Support Questions
Find answers, ask questions, and share your expertise
Announcements
Alert: Welcome to the Unified Cloudera Community. Former HCC members be sure to read and learn how to activate your account here.

Conda env && Spark Jobs

Conda env && Spark Jobs

New Contributor
Hi,

As many of you I guess, I mix pyspark jobs and regular pandas dataframes and scikit-learn for data science.

But I'm sharing the platform with many other data scientists and we might end with a libs mess.

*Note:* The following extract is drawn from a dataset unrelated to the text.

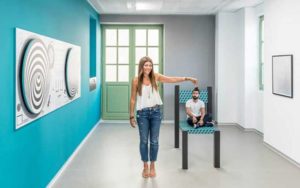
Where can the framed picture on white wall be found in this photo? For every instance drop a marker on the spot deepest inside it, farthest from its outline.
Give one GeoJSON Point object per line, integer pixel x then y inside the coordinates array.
{"type": "Point", "coordinates": [282, 75]}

I'd love to be able to have conda envs for projects I could activate separately and in parallel for each job context.

Manageable ?

Thanks.

Yann
4 REPLIES 4

Re: Conda env

Master Collaborator
Are you maybe looking for the Anaconda parcel for CDH?
http://know.continuum.io/anaconda-for-cloudera.html

That gives you a fixed distribution of Python that supports Pyspark
and probably your other use cases on the cluster.
This is what virtualenvs can help with in any event.

Re: Conda env

New Contributor
Hi,


Parcels are part of it. But then how do I create and activate virtual envs
for a specifics jobs ?

Re: Conda env

Explorer

if you installed the anaconda parcel for CDH then one possibility to use the new python environment is this command:

PYSPARK_PYTHON=/var/opt/cloudera/parcels/Anaconda/bin/python spark-submit <script.py>

 

alternatively you can enter into the pyspark shell with this command:
shell command: PYSPARK_PYTHON=/var/opt/cloudera/parcels/Anaconda/bin/python pyspark

 

check that the parcel installation directory is correct for you (/var/opt/teradata/cloudera/parcels/Anaconda/bin/python)

 

if you want to change to default python configuration for your whole cluster then follow this guide:

http://blog.cloudera.com/blog/2016/02/making-python-on-apache-hadoop-easier-with-anaconda-and-cdh/

Highlighted

Re: Conda env

Explorer

I am not sure if what you want to achieve is possible yet using different virtual envs on the master and worker nodes. However you could try to create virtual envs on all the nodes at the same location using Ansible or Puppet. Afterwards modify the spark-env.sh, this script is executed on all nodes when a Spark job runs. So activate the desired virtual env in the spark-env.sh and set the environment variable PYSPARK_PYTHON to the location of python in the desired virtual env.

 

Otherwise another alternative could be to use YARN with Docker Containers. However this requires some research to get it working. However the theoretical idea would be to have the Spark Driver and Executors running in Docker containers provided with the desired python libraries.

 

Fingers crossed ;)